Alors que Joe Biden, malgré le contexte de guerre en Ukraine, souhaite faire de sa priorité la limitation des prétentions chinoises en particulier dans le Pacifique, des émissaires américains en visite aux îles Salomon ont mis en garde vendredi contre toute " installation militaire " chinoise dans l’archipel. Ce dernier avait signé un vaste accord de sécurité avec Pékin et fait l’objet d’une lutte d’influence entre les ambitions chinoises et l’influence des États-Unis.

Inquiétudes occidentales

Les Salomon et Pékin ont annoncé en début de semaine la signature d’un pacte de sécurité aux contours flous qui a ravivé les craintes des États-Unis, mais aussi de l’Australie, voisine de l’archipel, face aux potentielles ambitions militaires chinoises dans le Pacifique.

C’est dans ce contexte tendu que la délégation américaine de haut niveau, conduite par les responsables chargés de l’Asie-Pacifique à la Maison Blanche et au département d’État, Kurt Campbell et Daniel Kritenbrink, a atterri vendredi à l’aéroport de la capitale, Honiara, a constaté un correspondant de l’AFP.

Reçus pendant 90 minutes par le Premier ministre Manasseh Sogavare, les diplomates n’ont pu que réitérer les avertissements américains, pris de court par l’officialisation, mardi, de la signature de l’accord controversé.

Ils ont prévenu que si Pékin devait aller vers " l’établissement d’une présence militaire permanente de facto ", d’une " installation militaire " ou de " capacités de projection de force " qui permettraient un déploiement chinois dans la région, cela causerait de " sérieuses inquiétudes " chez les États-Unis qui " (riposteraient) en conséquence ", a rapporté la Maison Blanche dans un communiqué.

Un archipel courtisé

Le mois dernier, la fuite d’une version préliminaire de l’accord a provoqué chez l’Australie et les États-Unis une onde de choc, car elle comprenait des propositions autorisant des déploiements chinois policiers et navals aux Salomon.
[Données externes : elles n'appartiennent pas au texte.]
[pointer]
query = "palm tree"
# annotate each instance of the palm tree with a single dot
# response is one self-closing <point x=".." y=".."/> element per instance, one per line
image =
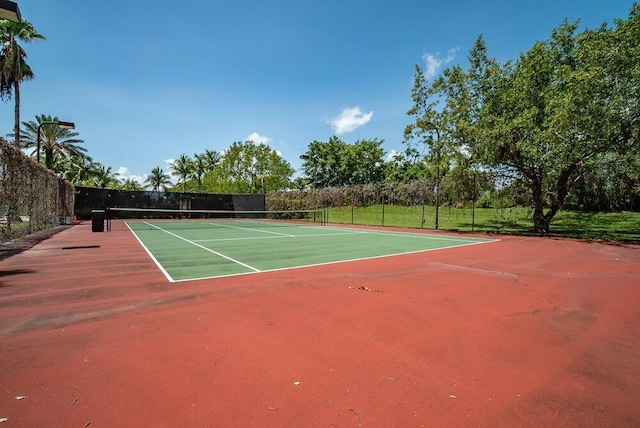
<point x="79" y="170"/>
<point x="158" y="179"/>
<point x="13" y="67"/>
<point x="104" y="177"/>
<point x="212" y="159"/>
<point x="183" y="168"/>
<point x="54" y="139"/>
<point x="199" y="168"/>
<point x="130" y="184"/>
Depuis, ils ont multiplié les efforts diplomatiques contre ce rapprochement, en vain.

Canberra et Washington s’inquiètent depuis longtemps de la possibilité que la Chine construise une base navale dans le Pacifique Sud lui permettant de projeter sa puissance maritime bien au-delà de ses frontières.

" En réponse aux inquiétudes soulevées, le Premier ministre Sogavare a réitéré ses assurances garantissant spécifiquement qu’il n’y aurait pas de base militaire, pas de présence de long-terme, et pas de capacités de projection de force ", a expliqué la présidence américaine. " Les États-Unis ont souligné qu’ils suivraient les développements de près. "

Mais les Américains ont aussi tenté de courtiser les îles en multipliant les gestes à leur égard. Signe que l’archipel est au cœur de toutes les attentions: au moment de l’arrivée de la délégation américaine, l’ambassadeur de Chine et Manasseh Sogavare inauguraient une piste d’athlétisme faisant partie d’un vaste complexe sportif financé par la Chine afin d’accueillir les Jeux du Pacifique 2023.

Émeutes anti-chinois

Les îles Salomon avaient été secouées fin 2021 par des émeutes meurtrières alimentées par le ressentiment d’une partie de la population contre l’influence chinoise grandissante. Des commerces détenus par des Chinois avaient été vandalisés et incendiés à Honiara. Pékin, qui avait envoyé instructeurs de police et matériel anti-émeute, cherchait depuis à renforcer son dispositif de protection dans l’archipel.

Le Premier ministre australien Scott Morrison a estimé vendredi que la Chine exerçait une " pression énorme " sur les dirigeants des nations insulaires. Pour sa part, le pouvoir communiste a fustigé des " propos irresponsables ". L’Australie avait été l’un des acteurs de la région à déployer l’an dernier des forces de maintien de la paix aux Îles Salomon, à la demande du gouvernement.